To use an external SSH client, enable OS Login by editing the VM instance configuration to add:
the
enable-oslogin
,TRUE
metadata key, value pair-
- your public SSH key
-
It may be necessary to use the web-based SSH console to manually add your public key in
~/.ssh/authorized_keys
When the ssh key is added manually, you will also have to enable sudo access using visudo and adding:
<username> ALL=(ALL) NOPASSWD:ALL
To open the ports necessary for Clara Train AIAA and JupyterLab, create a VPC Firewall rule allowing access on ports 5000 and 8890. This can be done in two steps:
edit the VM instance details to add a network label
under network interfaces click to view details, then use VPC Network > Firewall to create a firewall rule for ports 5000 and 8890 targeting the network label added above
Some examples in the Clara Train Getting Started notebooks require docker-compose. This can be installed following the directions here: https://docs.docker.com/compose/install/
GCP Ubuntu instances set a default umask of 0077, which can cause issues for users mounting directories in the Clara Train docker container. This can be changed by setting:
umask 0002
To make this persistent, add umask 0002
to your user ~/.bashrc
configuration. If there are existing files with
restrictive permissions, you may need to run:
chmod -R a+rX ~/*
If there are files with root ownership, e.g., from running other containers, you may need sudo in the above chmod command.
Azure
An overview of NGC on Azure can be found in the NGC Docs at https://docs.nvidia.com/ngc/ngc-deploy-public-cloud/ngc-azure/index.html.
Azure Ubuntu instances set a default umask of 0077, which can cause issues for users mounting directories in the Clara Train docker container. This can be changed by setting:
umask 0002
To make this persistent, add umask 0002
to your user ~/.bashrc
configuration. If there are existing files with
restrictive permissions, you may need to run:
chmod -R a+rX ~/*
If there are files with root ownership, e.g., from running other containers, you may need sudo in the above chmod command.
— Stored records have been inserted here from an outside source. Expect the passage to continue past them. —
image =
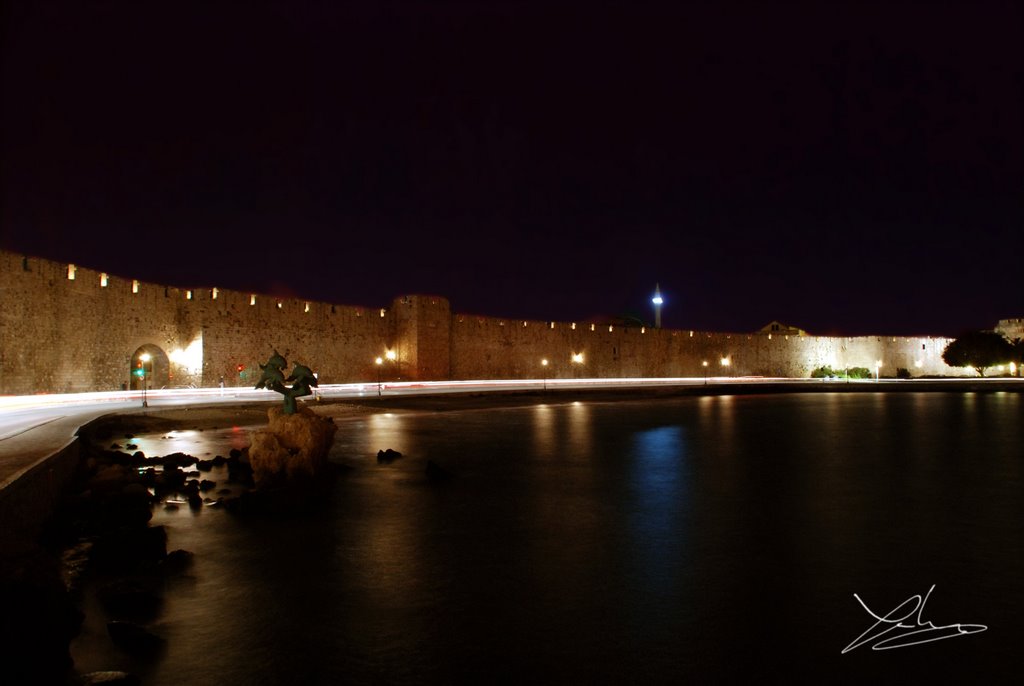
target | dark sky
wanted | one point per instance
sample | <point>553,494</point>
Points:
<point>845,167</point>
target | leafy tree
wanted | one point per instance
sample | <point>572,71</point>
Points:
<point>978,349</point>
<point>1018,353</point>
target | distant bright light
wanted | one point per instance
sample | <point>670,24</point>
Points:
<point>190,358</point>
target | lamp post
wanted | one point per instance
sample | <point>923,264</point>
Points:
<point>657,300</point>
<point>145,357</point>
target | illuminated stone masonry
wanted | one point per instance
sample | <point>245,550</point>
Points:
<point>67,329</point>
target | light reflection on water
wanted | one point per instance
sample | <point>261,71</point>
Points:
<point>714,538</point>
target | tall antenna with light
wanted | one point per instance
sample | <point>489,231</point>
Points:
<point>657,300</point>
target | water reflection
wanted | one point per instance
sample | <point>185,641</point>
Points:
<point>717,538</point>
<point>659,497</point>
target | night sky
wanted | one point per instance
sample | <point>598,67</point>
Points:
<point>845,167</point>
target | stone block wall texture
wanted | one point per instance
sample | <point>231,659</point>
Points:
<point>68,329</point>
The default Azure OS disk does not provide enough free space for the Docker data store, so we will instead use the large scratch disk provided with the instance. In a production scenario, a more permanent disk should be used. To use this scratch space, first create a directory:
sudo mkdir /mnt/docker
And then edit /etc/docker/daemon.json
to include the data-root directory:
{
"data-root": "/mnt/docker",
}
Users new to the Clara Train SDK will benefit from the Jupyter Notebooks contained in the Notebooks for Clara Train SDK collection, which walks through the basic user environment and provides scripts to pull and run the Docker image. This collection will be used for the purpose of demonstration here. Users already experienced with the Clara Train SDK may start directly with NVIDIA Clara Train SDK on NGC.
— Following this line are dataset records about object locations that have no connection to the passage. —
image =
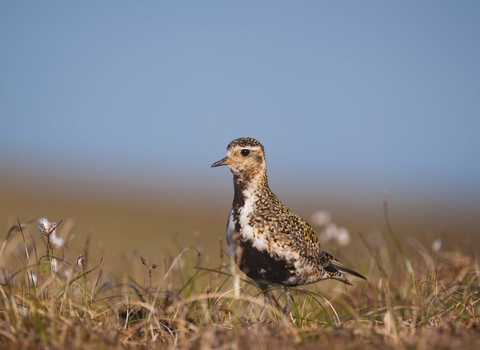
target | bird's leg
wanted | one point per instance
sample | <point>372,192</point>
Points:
<point>287,310</point>
<point>268,297</point>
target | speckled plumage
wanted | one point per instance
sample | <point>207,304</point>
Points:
<point>270,243</point>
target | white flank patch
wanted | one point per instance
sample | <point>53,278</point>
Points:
<point>231,226</point>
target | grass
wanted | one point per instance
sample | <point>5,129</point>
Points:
<point>416,297</point>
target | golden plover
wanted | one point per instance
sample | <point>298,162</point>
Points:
<point>270,243</point>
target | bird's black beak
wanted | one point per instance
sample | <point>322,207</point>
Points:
<point>224,161</point>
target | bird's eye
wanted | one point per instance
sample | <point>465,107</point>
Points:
<point>245,152</point>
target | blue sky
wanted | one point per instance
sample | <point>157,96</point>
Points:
<point>376,95</point>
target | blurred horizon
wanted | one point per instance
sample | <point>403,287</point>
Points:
<point>126,105</point>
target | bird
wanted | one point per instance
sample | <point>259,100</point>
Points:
<point>270,243</point>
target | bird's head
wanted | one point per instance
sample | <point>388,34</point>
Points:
<point>245,158</point>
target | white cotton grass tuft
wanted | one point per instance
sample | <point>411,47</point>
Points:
<point>49,229</point>
<point>44,226</point>
<point>329,231</point>
<point>436,245</point>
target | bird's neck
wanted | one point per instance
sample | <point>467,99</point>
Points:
<point>248,185</point>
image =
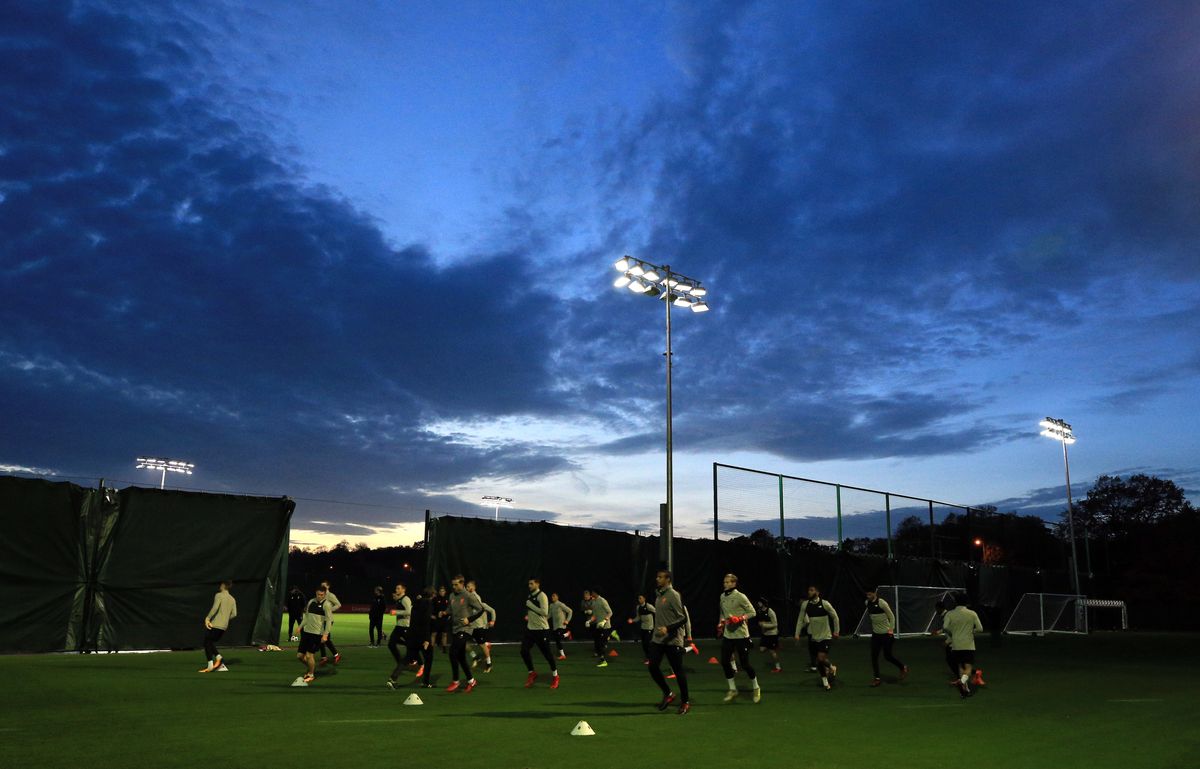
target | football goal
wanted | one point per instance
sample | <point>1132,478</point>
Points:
<point>915,606</point>
<point>1039,613</point>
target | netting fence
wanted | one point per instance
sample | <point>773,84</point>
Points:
<point>831,514</point>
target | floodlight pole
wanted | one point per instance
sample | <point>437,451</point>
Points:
<point>669,524</point>
<point>1071,521</point>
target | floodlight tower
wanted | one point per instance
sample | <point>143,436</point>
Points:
<point>498,502</point>
<point>672,288</point>
<point>165,466</point>
<point>1061,431</point>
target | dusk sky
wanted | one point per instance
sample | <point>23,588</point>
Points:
<point>363,251</point>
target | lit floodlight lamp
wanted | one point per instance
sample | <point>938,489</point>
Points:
<point>165,466</point>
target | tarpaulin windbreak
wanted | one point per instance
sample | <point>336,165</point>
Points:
<point>136,569</point>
To get started with the Clara Train Examples Notebooks, ssh to the CSP instance, clone the github repository, and start the Clara Train Docker container:
ssh -i /path/to/identity.pem ubuntu@<IP of instance>
# now on the cloud instance
git clone https://github.com/NVIDIA/clara-train-examples.git
cd clara-train-examples/PyTorch-Early-Access/NoteBooks/scripts && chmod a+x *.sh
./startDocker.sh 8890 '0' 5000
To access the services that will run in the Clara Train container, we will need the associated ports opened up to the cloud instance. Using the examples in the Intro collection, we will need to open port 8890 for JupyterLab and port 5000 for AIAA. These ports can be opened in the security settings for the cloud instance, for example in AWS Security Groups. Another option is using SSH to forward these ports to your local machine:
ssh -N -L localhost:8890:localhost:8890 \
-L localhost:5000:localhost:5000 \
<IP address of Cloud instance>
The PyTorch-Early-Access/NoteBooks/readMe.md provides an overview of the configuration and the basic steps required to get started.
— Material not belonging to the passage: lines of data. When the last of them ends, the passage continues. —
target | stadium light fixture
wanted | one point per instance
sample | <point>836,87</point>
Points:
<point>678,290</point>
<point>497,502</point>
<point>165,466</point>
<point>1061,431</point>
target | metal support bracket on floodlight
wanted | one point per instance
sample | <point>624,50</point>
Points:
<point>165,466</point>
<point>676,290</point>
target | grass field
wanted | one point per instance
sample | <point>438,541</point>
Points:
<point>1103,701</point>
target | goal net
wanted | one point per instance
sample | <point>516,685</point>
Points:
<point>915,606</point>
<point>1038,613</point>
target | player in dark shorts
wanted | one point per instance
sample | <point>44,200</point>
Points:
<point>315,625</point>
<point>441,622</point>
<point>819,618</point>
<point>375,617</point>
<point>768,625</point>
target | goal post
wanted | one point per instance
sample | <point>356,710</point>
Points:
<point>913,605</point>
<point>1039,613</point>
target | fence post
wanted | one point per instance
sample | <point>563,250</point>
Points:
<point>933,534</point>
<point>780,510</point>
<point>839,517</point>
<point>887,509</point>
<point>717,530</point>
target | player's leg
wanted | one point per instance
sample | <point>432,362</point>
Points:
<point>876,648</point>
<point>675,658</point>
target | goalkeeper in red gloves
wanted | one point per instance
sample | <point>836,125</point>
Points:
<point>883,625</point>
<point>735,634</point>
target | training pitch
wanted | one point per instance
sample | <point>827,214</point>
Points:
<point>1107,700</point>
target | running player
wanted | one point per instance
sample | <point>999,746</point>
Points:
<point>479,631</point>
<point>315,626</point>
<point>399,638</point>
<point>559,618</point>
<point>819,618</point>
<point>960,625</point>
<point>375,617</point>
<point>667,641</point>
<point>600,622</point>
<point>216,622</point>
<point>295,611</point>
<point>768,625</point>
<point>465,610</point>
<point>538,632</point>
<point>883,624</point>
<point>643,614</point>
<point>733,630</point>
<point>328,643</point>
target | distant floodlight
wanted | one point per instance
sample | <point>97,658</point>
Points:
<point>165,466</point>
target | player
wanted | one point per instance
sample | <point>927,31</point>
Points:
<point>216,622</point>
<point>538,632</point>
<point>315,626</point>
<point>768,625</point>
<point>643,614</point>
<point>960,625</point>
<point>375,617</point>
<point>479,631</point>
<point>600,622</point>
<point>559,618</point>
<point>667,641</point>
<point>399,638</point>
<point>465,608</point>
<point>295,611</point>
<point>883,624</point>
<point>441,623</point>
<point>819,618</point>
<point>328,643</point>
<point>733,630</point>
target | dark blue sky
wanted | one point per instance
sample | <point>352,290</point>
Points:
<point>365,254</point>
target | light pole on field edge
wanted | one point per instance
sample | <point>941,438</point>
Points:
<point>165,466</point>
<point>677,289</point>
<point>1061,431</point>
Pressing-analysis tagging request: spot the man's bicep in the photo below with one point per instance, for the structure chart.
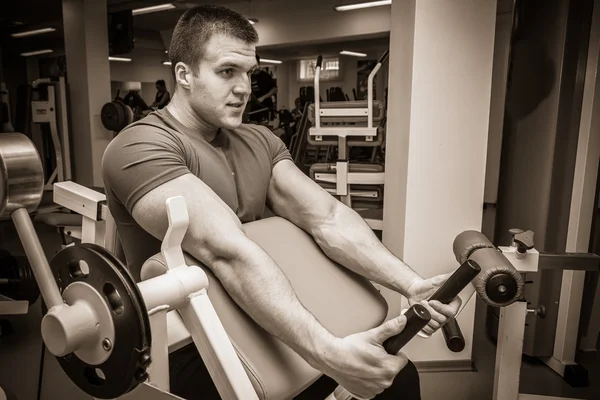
(211, 221)
(296, 197)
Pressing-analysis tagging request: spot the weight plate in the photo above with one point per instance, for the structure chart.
(137, 295)
(126, 366)
(16, 278)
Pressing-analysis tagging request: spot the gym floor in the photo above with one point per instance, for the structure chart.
(536, 378)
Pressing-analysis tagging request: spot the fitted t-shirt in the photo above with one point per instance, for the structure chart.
(237, 165)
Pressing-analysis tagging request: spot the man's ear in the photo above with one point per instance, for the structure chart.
(183, 75)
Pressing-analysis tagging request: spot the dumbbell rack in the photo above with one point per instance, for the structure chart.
(343, 178)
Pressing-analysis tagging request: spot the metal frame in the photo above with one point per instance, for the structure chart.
(53, 111)
(195, 318)
(342, 178)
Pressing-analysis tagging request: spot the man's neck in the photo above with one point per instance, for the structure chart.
(181, 111)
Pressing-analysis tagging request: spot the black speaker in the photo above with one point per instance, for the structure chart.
(120, 32)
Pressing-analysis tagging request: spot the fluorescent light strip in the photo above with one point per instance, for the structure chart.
(37, 52)
(147, 10)
(266, 60)
(352, 53)
(119, 59)
(357, 6)
(33, 32)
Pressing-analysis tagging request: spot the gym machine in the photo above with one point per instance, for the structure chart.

Briefly, in this example, the ./startDocker.sh 8890 '0' 5000
command above starts the container with JupyterLab
configured to use port 8890, using GPU ‘0’, with AIAA services on port 5000. Once working in the running container, the
JupyterLab services are installed and started by running:
installDashBoardInDocker.sh
This will produce output during installation of dependencies and finish with a message similar to the following:
To access the notebook, open this file in a browser:
file:///root/.local/share/jupyter/runtime/nbserver-613-open.html
Or copy and paste one of these URLs:
http://hostname:8888/?token=43dcac32bc4b939084db6cdaa047ef8b9771c97b8455c627
Note that the preceding output displays the default JupyterLab port 8888. We have configured the container to expose
this externally on port 8890. With ports opened in the instance configuration or forwarded via SSH, you can then access
JupyterLab by navigating to either http://<instance IP address>:8890
or http://localhost:8890
, respectively. You will
then be prompted in the JupyterLab interface for the token provided in the preceding output. After successfully
authenticating with this token, you can use the Welcome.ipynb notebook to get started with the Clara Train SDK.